GREG GORDON, investigative reporter, McClatchy Newspapers: In 2006, Goldman began, in different ways, to make bets that the housing market would turn south. When you're selling $40 billion in securities, U.S.-registered securities, to investors here and abroad in 2006 and 2007, and, at the same time, you're secretly betting that these securities are going to go south, are going to lose value, well, that raises a big question.

PAUL SOLMAN: Lloyd Blankfein's response?

LLOYD BLANKFEIN: What we do is risk management. Because we had this risk, because we were accumulating positions, which, by the way, we acquired from clients who want to sell them to us, we have to go out ourselves and provide and source the other side of the transactions, so that we can manage our risk. These are all exercises in risk management.

PHIL ANGELIDES: Well, I'm just going to be blunt with you. It sounds to me a little bit like selling a car with faulty brakes, and then buying an insurance policy on the buyer of those cars, the pension funds who have the life savings of police officers, teachers.

LLOYD BLANKFEIN: These are the professional investors who want this exposure.

PAUL SOLMAN: Professional, sophisticated investors, who should have known what they were getting into with mortgage backed securities, a theme Blankfein hit again and again.

LLOYD BLANKFEIN: A sophisticated investor that creates the exposure that these professional investors are seeking.

Again, the most sophisticated investors, who sought that exposure.

PAUL SOLMAN: And, look, says investment adviser Jeff Macke, even if Goldman's people are more sophisticated than their clients, Blankfein's still right.

JEFF MACKE: Caveat emptor. Goldman Sachs didn't get to become Goldman Sachs because they're bad traders. Of course they know more than the other guys. They're packaging the goods. It's their book. They know more about it than anyone. And, if they're selling it, well, you probably don't want to be a buyer. I want to buy things from people who I know more than, not people who are creating these instruments for me to buy.

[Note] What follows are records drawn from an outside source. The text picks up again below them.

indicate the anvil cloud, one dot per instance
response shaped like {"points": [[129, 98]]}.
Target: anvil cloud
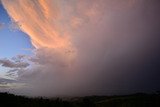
{"points": [[86, 47]]}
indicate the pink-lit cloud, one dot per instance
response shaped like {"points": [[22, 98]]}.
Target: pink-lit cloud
{"points": [[85, 47]]}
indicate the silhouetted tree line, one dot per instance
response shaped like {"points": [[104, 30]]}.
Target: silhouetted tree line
{"points": [[135, 100]]}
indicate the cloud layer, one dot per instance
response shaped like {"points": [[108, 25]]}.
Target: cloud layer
{"points": [[88, 47]]}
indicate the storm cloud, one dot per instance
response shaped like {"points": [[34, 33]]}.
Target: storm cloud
{"points": [[85, 47]]}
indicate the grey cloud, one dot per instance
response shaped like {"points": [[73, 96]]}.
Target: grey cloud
{"points": [[120, 53], [11, 64]]}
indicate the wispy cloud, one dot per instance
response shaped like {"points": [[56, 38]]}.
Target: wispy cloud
{"points": [[87, 46]]}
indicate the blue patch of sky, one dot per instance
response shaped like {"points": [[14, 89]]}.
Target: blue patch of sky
{"points": [[12, 43]]}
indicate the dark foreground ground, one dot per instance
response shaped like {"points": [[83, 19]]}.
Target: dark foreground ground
{"points": [[135, 100]]}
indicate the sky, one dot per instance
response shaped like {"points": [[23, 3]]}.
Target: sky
{"points": [[79, 47]]}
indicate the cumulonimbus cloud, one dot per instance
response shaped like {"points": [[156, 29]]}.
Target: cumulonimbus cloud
{"points": [[86, 47]]}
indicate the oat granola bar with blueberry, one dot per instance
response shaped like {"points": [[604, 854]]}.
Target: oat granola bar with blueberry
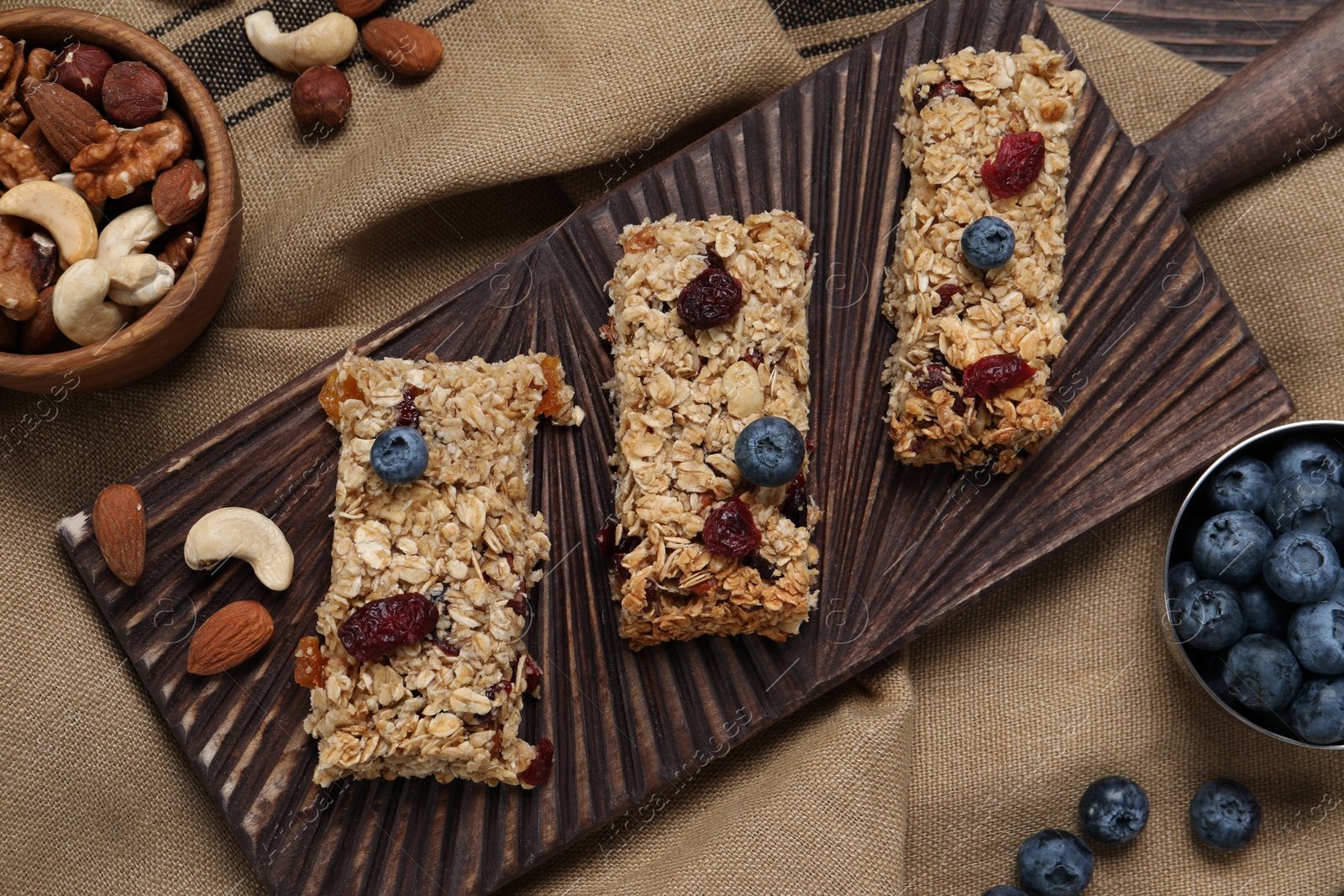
{"points": [[974, 281], [420, 667], [710, 342]]}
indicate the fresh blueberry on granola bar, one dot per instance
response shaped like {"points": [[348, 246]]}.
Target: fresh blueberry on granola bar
{"points": [[988, 242], [400, 454], [769, 452]]}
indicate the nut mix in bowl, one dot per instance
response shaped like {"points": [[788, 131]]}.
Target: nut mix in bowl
{"points": [[1254, 593], [118, 219]]}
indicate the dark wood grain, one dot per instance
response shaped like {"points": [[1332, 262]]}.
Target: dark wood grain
{"points": [[175, 322], [1277, 112], [1160, 375], [1220, 34]]}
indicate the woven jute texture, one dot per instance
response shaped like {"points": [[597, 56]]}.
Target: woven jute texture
{"points": [[920, 777]]}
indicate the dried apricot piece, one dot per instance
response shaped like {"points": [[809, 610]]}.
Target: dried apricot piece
{"points": [[335, 391], [309, 669], [550, 403]]}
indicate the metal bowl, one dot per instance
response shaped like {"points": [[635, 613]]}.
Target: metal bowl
{"points": [[1193, 513]]}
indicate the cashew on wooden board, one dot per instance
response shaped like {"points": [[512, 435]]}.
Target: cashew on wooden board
{"points": [[248, 535]]}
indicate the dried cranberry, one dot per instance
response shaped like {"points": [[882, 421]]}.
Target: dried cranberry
{"points": [[709, 300], [730, 531], [945, 293], [761, 566], [606, 540], [407, 411], [539, 770], [517, 604], [1016, 165], [929, 378], [795, 506], [948, 87], [994, 374], [531, 674], [381, 626]]}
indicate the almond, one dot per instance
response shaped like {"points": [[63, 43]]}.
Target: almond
{"points": [[228, 637], [179, 192], [118, 524], [403, 47], [66, 121]]}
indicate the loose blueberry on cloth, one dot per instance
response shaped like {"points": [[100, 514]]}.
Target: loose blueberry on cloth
{"points": [[1207, 616], [988, 242], [1261, 672], [1310, 458], [400, 454], [1317, 714], [1301, 503], [1243, 485], [1316, 636], [769, 452], [1225, 815], [1113, 810], [1301, 567], [1231, 547], [1055, 862]]}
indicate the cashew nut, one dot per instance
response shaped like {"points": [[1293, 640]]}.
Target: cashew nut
{"points": [[60, 211], [139, 280], [131, 231], [239, 532], [323, 42], [78, 304]]}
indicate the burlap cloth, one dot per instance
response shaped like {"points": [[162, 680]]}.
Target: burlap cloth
{"points": [[924, 775]]}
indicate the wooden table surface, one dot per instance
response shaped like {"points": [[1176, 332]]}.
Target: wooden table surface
{"points": [[1220, 34]]}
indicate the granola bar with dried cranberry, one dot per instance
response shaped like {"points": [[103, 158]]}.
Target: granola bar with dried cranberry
{"points": [[420, 665], [985, 136], [694, 365]]}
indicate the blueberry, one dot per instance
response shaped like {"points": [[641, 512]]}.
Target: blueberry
{"points": [[1054, 862], [1225, 815], [1113, 810], [1303, 567], [988, 242], [1231, 547], [1317, 715], [1316, 636], [1242, 485], [400, 454], [1261, 672], [1263, 611], [1207, 616], [1314, 458], [1180, 577], [769, 452], [1300, 503]]}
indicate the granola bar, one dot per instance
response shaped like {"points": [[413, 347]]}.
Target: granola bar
{"points": [[948, 313], [682, 396], [461, 535]]}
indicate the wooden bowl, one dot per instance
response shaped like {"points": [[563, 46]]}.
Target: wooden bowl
{"points": [[171, 325]]}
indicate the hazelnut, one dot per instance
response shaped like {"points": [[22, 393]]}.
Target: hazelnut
{"points": [[320, 97], [134, 94], [81, 69]]}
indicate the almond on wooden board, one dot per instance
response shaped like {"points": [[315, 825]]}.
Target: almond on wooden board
{"points": [[118, 526], [228, 637], [402, 46]]}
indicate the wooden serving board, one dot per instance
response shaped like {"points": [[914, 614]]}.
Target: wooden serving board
{"points": [[1160, 375]]}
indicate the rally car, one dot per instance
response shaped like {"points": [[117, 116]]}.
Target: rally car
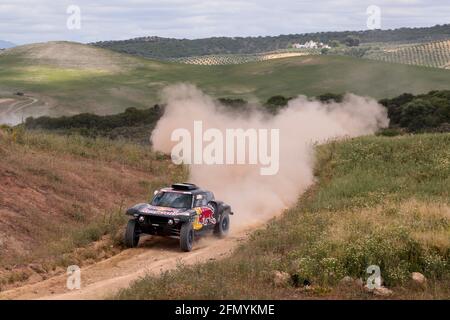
{"points": [[183, 211]]}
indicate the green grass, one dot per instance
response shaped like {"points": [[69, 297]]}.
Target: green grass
{"points": [[378, 200], [73, 90]]}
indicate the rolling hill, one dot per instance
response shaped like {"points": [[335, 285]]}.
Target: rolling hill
{"points": [[164, 48], [59, 196], [63, 78], [431, 54], [6, 44]]}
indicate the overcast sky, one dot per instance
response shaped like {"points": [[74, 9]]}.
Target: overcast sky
{"points": [[27, 21]]}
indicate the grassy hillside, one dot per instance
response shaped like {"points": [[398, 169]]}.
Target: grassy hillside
{"points": [[62, 199], [69, 78], [378, 200]]}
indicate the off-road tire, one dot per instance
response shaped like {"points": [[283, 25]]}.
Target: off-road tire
{"points": [[223, 226], [186, 236], [132, 234]]}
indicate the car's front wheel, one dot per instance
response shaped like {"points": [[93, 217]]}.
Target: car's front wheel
{"points": [[132, 234], [186, 237]]}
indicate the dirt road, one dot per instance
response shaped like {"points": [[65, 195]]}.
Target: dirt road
{"points": [[103, 279]]}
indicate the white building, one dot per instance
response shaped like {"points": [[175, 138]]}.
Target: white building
{"points": [[310, 45]]}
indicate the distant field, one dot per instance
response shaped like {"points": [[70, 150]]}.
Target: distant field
{"points": [[225, 59], [431, 54], [70, 78]]}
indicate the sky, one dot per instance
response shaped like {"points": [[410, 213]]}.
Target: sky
{"points": [[30, 21]]}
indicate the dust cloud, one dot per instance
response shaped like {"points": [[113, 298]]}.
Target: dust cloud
{"points": [[253, 197]]}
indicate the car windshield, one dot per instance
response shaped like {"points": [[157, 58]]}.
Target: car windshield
{"points": [[172, 200]]}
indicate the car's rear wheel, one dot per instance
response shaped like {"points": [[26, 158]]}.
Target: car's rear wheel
{"points": [[132, 234], [186, 237], [223, 226]]}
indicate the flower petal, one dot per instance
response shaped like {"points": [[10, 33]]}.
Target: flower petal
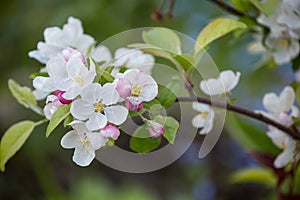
{"points": [[116, 114], [96, 121], [81, 109], [70, 140]]}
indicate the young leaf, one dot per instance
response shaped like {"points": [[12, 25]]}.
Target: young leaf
{"points": [[170, 125], [142, 142], [13, 139], [61, 113], [254, 175], [167, 94], [185, 60], [163, 38], [24, 96], [215, 30]]}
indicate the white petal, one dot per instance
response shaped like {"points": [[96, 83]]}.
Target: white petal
{"points": [[116, 114], [96, 121], [101, 53], [96, 140], [44, 84], [82, 156], [81, 109], [271, 102], [286, 99], [109, 94], [70, 140]]}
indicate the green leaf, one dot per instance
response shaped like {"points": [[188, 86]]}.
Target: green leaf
{"points": [[170, 125], [153, 50], [297, 180], [185, 60], [267, 7], [215, 30], [60, 114], [167, 94], [142, 142], [163, 38], [255, 175], [24, 96], [13, 139], [249, 136]]}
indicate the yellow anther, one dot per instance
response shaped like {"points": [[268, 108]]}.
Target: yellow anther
{"points": [[283, 43], [136, 89], [99, 107]]}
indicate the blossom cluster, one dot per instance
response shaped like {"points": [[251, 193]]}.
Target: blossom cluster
{"points": [[282, 41], [71, 76]]}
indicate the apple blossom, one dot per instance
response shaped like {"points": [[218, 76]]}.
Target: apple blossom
{"points": [[96, 105], [205, 119], [52, 104], [223, 84], [155, 129], [56, 40], [136, 86], [84, 141], [110, 131]]}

PAUL SOLMAN: But pension funds don't bring in the math whizzes, the quants, the people that Goldman Sachs has. They're no match for Goldman Sachs' salespeople or traders.

JEFF MACKE: Generally speaking, they aren't. So, what is a pension fund doing involved in these securities?

PAUL SOLMAN: Even if you think Macke and Blankfein provide a reasoned defense, however, one huge last question remains: Has the firm been making record profits with your and my money?